Kuran, fıtratına, kalbine kazınmışa, genlerine harflerle yazılmışa uyana, kalbinin sesini dinleyene, kendini bilmesi, içindeki olgunluğu ortaya koyabilmesi için nasihattir. Ne yapıp ne yapmayacağını söyleyerek, insanlıktan yaratılan insanın, bir anlamda, böylece, ezelde verilen sözünde durmasına, olgun insan olmasına yardımcı olur. Nimetlerin verilmesinin amacı vereni bilmektir.
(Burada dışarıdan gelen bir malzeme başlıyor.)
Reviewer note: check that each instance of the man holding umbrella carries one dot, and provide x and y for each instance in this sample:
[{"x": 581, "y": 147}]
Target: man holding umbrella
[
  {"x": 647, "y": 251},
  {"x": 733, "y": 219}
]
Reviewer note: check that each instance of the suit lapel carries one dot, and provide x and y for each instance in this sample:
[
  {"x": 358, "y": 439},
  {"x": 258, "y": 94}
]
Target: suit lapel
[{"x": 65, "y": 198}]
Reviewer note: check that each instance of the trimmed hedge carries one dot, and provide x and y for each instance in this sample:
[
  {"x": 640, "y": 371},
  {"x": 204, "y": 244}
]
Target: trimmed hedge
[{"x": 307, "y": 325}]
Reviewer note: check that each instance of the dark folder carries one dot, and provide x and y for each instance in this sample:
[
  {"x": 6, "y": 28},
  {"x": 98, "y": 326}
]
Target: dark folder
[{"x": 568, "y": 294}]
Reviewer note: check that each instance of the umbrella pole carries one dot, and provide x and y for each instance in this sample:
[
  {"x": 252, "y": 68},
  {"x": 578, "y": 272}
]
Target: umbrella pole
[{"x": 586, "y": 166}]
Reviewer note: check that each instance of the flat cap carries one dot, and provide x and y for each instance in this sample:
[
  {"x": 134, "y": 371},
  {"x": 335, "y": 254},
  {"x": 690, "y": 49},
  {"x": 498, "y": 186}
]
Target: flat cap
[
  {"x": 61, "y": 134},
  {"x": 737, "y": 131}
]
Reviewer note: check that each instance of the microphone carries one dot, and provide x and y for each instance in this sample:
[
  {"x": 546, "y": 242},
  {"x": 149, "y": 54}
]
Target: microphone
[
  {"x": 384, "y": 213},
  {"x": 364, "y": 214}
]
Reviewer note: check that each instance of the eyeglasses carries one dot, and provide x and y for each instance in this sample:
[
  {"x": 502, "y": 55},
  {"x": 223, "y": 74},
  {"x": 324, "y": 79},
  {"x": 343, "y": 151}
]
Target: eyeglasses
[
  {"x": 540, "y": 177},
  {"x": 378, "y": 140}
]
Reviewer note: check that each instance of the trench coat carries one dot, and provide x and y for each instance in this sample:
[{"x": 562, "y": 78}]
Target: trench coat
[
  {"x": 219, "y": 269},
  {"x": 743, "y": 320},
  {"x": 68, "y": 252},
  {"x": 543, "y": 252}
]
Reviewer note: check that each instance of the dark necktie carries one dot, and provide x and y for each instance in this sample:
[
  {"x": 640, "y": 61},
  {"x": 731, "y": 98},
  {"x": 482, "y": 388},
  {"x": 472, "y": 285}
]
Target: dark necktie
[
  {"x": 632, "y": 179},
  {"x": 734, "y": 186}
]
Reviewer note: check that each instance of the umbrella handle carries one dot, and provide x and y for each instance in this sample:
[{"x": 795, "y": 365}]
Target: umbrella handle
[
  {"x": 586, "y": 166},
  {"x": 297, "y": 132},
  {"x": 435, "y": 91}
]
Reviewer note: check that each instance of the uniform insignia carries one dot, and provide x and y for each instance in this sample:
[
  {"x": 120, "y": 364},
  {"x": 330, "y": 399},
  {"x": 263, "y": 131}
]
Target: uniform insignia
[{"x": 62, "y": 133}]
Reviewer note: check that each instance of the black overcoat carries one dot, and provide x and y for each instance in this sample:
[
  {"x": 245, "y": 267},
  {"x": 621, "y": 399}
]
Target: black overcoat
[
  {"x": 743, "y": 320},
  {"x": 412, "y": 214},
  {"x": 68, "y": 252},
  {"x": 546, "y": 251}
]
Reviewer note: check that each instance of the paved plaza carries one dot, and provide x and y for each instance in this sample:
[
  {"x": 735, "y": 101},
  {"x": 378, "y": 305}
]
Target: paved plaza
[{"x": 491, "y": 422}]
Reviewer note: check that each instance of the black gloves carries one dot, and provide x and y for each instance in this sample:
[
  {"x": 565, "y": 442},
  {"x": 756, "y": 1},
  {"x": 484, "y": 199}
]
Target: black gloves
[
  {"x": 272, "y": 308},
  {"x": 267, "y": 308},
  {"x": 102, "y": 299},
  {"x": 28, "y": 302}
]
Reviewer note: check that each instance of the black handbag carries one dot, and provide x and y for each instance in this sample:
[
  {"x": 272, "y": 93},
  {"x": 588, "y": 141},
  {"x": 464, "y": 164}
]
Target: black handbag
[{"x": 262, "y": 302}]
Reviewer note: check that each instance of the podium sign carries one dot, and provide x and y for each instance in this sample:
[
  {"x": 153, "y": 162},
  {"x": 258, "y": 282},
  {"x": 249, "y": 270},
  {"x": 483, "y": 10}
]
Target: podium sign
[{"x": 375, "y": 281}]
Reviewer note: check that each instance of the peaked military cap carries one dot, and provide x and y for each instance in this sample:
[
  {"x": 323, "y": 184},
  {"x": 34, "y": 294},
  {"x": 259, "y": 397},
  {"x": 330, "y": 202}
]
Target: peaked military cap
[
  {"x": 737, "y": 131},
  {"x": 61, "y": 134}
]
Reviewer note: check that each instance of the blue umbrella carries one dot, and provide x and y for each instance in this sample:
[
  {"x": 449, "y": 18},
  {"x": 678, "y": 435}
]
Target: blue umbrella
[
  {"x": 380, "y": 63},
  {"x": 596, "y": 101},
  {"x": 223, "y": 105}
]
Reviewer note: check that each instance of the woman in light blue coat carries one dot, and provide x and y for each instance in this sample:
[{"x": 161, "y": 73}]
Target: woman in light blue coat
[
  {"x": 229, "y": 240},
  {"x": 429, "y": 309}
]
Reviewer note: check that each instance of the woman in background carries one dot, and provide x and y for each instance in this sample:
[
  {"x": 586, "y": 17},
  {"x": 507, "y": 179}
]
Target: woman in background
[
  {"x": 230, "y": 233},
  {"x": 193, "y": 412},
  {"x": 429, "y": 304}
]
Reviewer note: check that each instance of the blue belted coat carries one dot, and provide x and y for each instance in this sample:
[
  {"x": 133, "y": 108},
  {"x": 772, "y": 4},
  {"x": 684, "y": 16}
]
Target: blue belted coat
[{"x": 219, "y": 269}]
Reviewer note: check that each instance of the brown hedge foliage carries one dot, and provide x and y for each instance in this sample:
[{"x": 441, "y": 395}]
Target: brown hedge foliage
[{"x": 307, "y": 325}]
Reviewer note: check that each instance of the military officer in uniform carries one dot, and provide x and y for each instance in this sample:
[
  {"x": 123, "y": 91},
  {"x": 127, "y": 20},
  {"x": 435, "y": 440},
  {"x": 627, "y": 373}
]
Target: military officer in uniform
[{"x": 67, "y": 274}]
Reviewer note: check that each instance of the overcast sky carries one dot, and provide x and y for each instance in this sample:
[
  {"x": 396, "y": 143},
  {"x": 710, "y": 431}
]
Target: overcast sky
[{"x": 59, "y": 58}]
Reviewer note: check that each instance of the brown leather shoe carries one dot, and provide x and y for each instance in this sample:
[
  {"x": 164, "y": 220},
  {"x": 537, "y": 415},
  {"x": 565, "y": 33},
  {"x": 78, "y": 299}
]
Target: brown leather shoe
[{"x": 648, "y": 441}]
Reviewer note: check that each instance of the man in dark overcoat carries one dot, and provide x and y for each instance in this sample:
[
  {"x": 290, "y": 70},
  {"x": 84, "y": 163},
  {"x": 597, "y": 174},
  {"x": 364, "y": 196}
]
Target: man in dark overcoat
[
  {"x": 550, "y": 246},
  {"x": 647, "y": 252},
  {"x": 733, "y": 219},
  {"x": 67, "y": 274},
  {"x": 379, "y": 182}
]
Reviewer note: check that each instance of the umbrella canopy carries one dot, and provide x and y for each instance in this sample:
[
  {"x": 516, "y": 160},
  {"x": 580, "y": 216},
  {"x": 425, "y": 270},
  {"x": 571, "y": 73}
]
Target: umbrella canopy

Nefsin ve bedensel zevklerin amacı ise iyilik, doğruluk, güzellik gibi kalbi duygularla, kalbe yücelmektir. Kalpten ruha geçiş ise bilgilerle ilmin idrakine ve aydınlığına vararak yücelmekle olabilir. Böylece, göz ile görmekten kalp ile görüşe, basirete geçilebilir. Davranışlar görsel ve nefsanî, basiretle bilgi edinme kalbî, aydınlanma ve idrak ise ruhîdir. Ledün ilmini gayrisi bilemez, Rab bilebilir. İnsan, delillerle, hak yoluna hidayet edilir, bencillik ve ikilikten geçebilene Hakkın vücudu bağışlanır.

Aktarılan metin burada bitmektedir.